Por ser, geralmente, o primeiro local de 
metástase de doenças malignas da mama, o 
exame das cadeias linfáticas axilares é realizado 
sistematicamente. 
Ainda com a paciente sentada de frente para o 
examinador. Ele é melhor feito com o 
relaxamento dos músculos peitorais. 
• Para examinar a axila direita, o antebraço 
direito da paciente é sustentado pela mão 
direita do examinador. As pontas dos dedos 
da mão esquerda do examinador começam na 
parte mais inferior da axila e, enquanto o 
braço direito da paciente é levado em direção 
medial, o examinador avança sua mão 
esquerda para uma posição mais alta na 
axila.
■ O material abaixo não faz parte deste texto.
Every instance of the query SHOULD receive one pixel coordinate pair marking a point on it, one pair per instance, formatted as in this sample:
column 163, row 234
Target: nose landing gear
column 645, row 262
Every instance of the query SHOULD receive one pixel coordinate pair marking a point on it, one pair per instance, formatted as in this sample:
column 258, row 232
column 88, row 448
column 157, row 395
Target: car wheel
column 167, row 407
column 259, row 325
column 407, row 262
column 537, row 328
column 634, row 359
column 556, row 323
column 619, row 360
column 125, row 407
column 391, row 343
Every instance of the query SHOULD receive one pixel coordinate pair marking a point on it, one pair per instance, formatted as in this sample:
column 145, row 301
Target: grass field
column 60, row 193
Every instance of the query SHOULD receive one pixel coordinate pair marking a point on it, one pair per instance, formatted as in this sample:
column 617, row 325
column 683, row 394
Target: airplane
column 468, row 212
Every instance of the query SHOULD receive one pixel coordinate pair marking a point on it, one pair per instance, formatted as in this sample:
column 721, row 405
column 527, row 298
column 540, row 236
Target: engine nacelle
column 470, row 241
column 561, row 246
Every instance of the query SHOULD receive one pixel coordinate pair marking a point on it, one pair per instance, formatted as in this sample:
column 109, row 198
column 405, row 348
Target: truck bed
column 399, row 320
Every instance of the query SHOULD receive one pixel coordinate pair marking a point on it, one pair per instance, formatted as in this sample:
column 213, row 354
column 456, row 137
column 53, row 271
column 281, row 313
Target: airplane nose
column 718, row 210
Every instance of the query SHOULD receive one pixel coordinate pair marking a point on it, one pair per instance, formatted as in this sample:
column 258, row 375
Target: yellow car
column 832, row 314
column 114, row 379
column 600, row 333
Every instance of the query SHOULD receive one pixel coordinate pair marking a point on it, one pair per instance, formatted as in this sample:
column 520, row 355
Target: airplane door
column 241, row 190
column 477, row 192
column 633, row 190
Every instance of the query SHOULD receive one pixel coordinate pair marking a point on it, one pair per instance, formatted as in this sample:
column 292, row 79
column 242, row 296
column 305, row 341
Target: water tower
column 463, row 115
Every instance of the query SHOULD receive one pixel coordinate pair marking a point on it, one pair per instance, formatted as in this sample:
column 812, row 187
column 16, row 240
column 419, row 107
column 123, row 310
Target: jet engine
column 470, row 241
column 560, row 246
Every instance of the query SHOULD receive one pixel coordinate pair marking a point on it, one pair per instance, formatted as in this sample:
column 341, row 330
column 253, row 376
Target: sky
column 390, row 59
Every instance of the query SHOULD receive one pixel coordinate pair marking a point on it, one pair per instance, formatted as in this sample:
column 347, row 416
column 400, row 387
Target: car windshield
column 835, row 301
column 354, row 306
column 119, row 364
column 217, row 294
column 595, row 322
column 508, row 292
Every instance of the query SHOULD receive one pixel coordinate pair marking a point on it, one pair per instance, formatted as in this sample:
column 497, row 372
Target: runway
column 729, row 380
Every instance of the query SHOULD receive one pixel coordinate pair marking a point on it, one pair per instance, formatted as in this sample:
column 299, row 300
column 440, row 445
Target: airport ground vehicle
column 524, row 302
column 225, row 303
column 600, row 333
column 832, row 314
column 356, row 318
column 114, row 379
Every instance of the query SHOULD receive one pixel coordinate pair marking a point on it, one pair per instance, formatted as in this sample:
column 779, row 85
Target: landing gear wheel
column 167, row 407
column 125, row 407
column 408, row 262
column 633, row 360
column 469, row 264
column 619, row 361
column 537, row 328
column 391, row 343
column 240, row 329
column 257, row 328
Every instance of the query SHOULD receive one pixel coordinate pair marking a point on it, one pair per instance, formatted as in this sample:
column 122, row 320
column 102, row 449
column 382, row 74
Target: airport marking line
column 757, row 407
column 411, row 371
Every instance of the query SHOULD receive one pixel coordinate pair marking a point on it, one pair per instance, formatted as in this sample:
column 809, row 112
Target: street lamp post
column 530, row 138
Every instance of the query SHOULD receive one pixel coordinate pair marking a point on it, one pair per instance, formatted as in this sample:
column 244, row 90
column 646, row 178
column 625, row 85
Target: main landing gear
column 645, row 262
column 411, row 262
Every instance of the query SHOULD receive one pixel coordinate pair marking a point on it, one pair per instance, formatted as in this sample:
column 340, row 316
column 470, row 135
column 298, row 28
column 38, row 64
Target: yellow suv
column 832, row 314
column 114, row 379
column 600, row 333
Palpe as regiões 
supraclaviculares, subclaviculares e 
axilares. 
Após o exame de uma axila, a outra é examinada 
pela mão contrária do examinador. 
 
As alterações nas cadeias linfáticas devem ser 
descritas em relação a sua forma, tamanho, 
consistência, mobilidade e nível doloroso. 
A paciente deve ser posicionada em decúbito 
dorsal com as mãos na nuca, alinhando a mama 
sobre a caixa torácica. 
Observação: mulheres com mamas pequenas 
podem se deitar com os braços ao longo do corpo.